Encore une fois fruit de la collaboration de Franquin et de Greg, même si cet album signera la fin définitive de cette collaboration du fait qu'André n'en fait qu'à sa tête et que Greg doit réécrire sans cesse le scénario, QRN sur Bretzelburg est sans aucun doute la plus grande réussite de Franquin avec le diptyque Zorglub sur la série Spirou et Fantasio.
Pourtant, l'accouchement de l'album ne s'est pas fait sans douleur, puisque la publication dans le beau journal de Spirou a du s'interrompre pour cause de dépression nerveuse carabinée suivi de deux hépatites d'André Franquin.
Au départ Franquin voulait réutiliser à nouveau Zorglub, mais Dupuis, met son véto, car Zorglub " fait peur aux enfants" (oui, c'était une autre époque!), résultat, il pédale un peu dans la semoule au niveau de son histoire, et Greg vient à sa rescousse avec cette idée de radio amateur, de roi retenu contre son gré, et de marsupilami faisant des parasites.
Lors de la reprise de la publication, lorsqu'il se sentira mieux, Franquin s'occupera de tout, et Greg se désintéressera de tout. Pour la sortie de l'album, Franquin remontera d'ailleurs toutes les planches et la chronologie du récit pour le résultat que nous connaissons aujourd'hui.
Continuant sur la lancée de L'Ombre du Z où on pouvait voir un Zorglub se transformer en publicitaire machiavélique manipulant les foules, Franquin utilise bien entendu à nouveau une dictature qui parait, jusque dans l'accent employé, très inspirée d'une réalité historique tristement récente pour parler à nouveau de manipulation et d'experts en communication qui utilisent la faiblesse du gouvernement d'une nation, et de son roi pour le transformer en un régime autoritaire, déclencher un conflit avec son voisin et transformer celui-ci également en dictature afin, à travers une vente d'arme qui est en soi également une arnaque, de s'en foutre plein les poches.

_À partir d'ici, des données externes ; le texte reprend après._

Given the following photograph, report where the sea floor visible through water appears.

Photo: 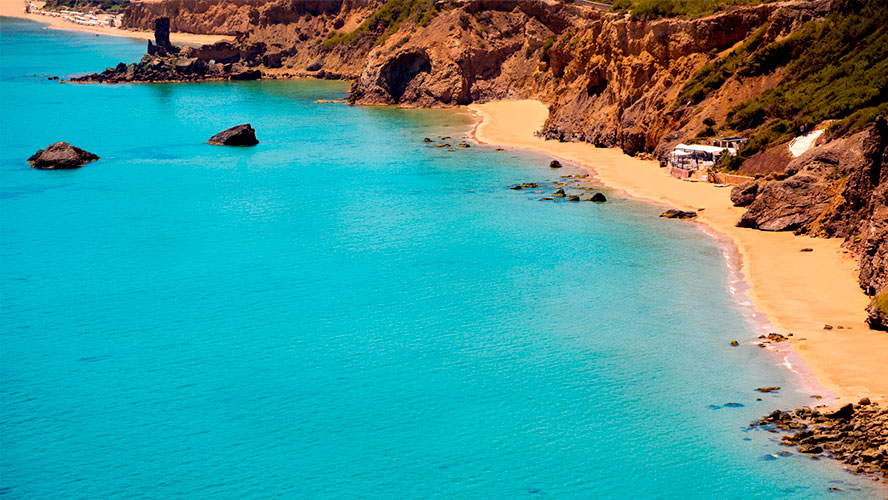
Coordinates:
[0,18,883,498]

La mise à jour de cette manipulation à grande échelle est assez noire et assez bien vue d'un point de vue géopolitique pour une BD destinée à la jeunesse. Le récit parle également littéralement de torture avec le fameux docteur Kilikil qui rappellera les tortures psychologiques (en contournant la censure) qui sont à la mode au cours de ces années soixante, entre autre en Algérie.
Mais même si le propos est assez sombre, et la dénonciation d'à qui profite le crime de guerre assez juste, Franquin n'en oublie jamais de s'amuser avec ses personnages, et de nombreuses scènes sont géniales, comme entre autre ce combat se muant en partie de tennis en double ou la poursuite de Spip par un berger allemand. Le dessin de Franquin est comme toujours fabuleux dans sa capacité à donner l'illusion du mouvement.
QRN sur Bretzelburg est un album foncièrement pacifiste, anti-militariste, dénonçant les arnaques des lobbys de tous bords qui cherchent à monter les peuples et les gens les uns contre les autres pour en tirer profit, et on y voit poindre la rage qui s'exprimera dans toute sa force chez Franquin dans ses futures Idées noires.
Un des trois meilleurs album de Spirou et Fantasio de l'ère Franquin voire de la BD franco-belge de l'époque.